OKLAHOMA CITY — Oklahoma's broadcast airwaves are practically void of political advertising just seven weeks before Oklahomans make their choices for the U.S. Senate, Congress, governor and other statewide elective offices in the Nov. 4 general election.
Voters were inundated with political chatter as candidates tried to gain momentum in the days and weeks before June and August primary elections where voters picked their parties' nominees for the state's top offices.
Political observers say it won't be long before Oklahoma politics returns to the airwaves after campaigns revamp, retool and recover resources spent on primary elections.
"It has to do with the time of the year and the nature of the campaigns," said Keith Gaddie, chairman of the University of Oklahoma's political science department.
Primary races depleted the campaign finances of many candidates, funds that must be replenished before candidates can afford the expense of broadcast advertising.
"You're at this stage where you go after donors," Gaddie said. "Part of what is going on is the money game."
Candidates must also restructure their campaigns to appeal to a wider electorate than just members of their own party, which was their goal in the primaries. Gaddie said candidates are now concentrating on delivering their messages in a different way with personal appearances and direct mail campaigns.
Brandon Lenoir, a professor in the political science department at Oklahoma State University, said the lull in broadcast advertising at this stage of a campaign is normal.
"This is that brief period of breathing," Lenoir said. But it won't be long before candidates return to the airwaves and television viewers are inundated with political ads again, he said.
"This is around the time that voters are even going to start paying attention to the races," Lenoir said.
Incumbent Republican Gov. Mary Fallin and her Democratic challenger, state Rep. Joe Dorman, are engaged in statewide tours to meet voters and deliver their messages personally.
A spokesman for Fallin, Alex Weintz, said she is continuing the statewide Mary on the Move campaign tour that was launched on Aug. 5 in an effort to personally meet as many voters as possible.
"She's never going to take this race for granted. She is getting out, hitting the road," Weintz said.

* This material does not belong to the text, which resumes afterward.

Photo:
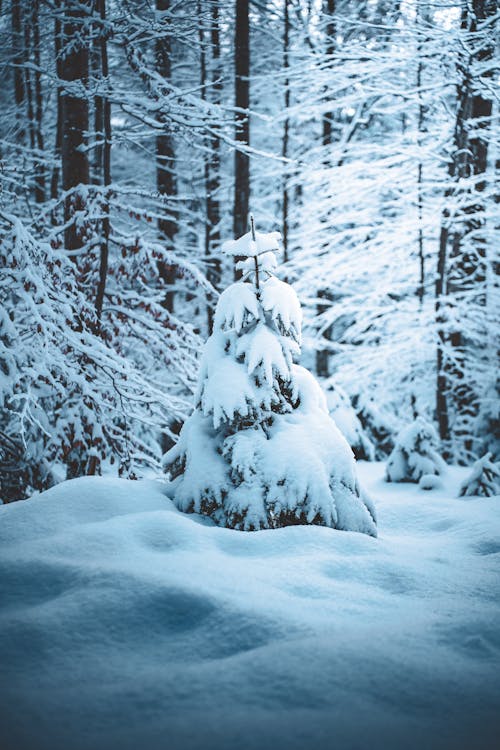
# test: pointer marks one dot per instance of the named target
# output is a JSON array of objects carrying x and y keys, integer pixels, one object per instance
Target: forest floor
[{"x": 126, "y": 624}]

Dorman's communications director, Adrianne Covington-Graham, said the Democrat is pursuing a grass-roots campaign in all 77 Oklahoma counties in an effort to increase his name recognition and find out firsthand the needs of voters.
"We're really just focusing on the people and getting in front of as many people as possible," she said. "We're really focusing on showing Oklahomans who Joe is."
Former state Sen. Steve Russell, the Republican nominee for central Oklahoma's open 5th Congressional District seat, said his campaign's resources were depleted during the hotly contested runoff.
"It's kind of a rebuild time," Russell said. Although it's still too early to begin airing television ads, Russell said he is engaging voters in a more intimate way through personal appeals and appearances as he tries to appeal to a wider audience.
"You've got to look at voter engagement," he said. "That takes a little bit of pivot."
Russell's Democratic opponent, state Sen. Al McAffrey, is also working to restore his campaign's finances.
"He's spending a lot of time of the phones dialing for dollars," said Linda Gray Murphy, a campaign consultant. "We're rebuilding our war chest."
McAffrey is also attending neighborhood events and visiting voters throughout the 5th District, especially areas outside of his Oklahoma City state senate district.
"We're going to need some of those voters," Murphy said.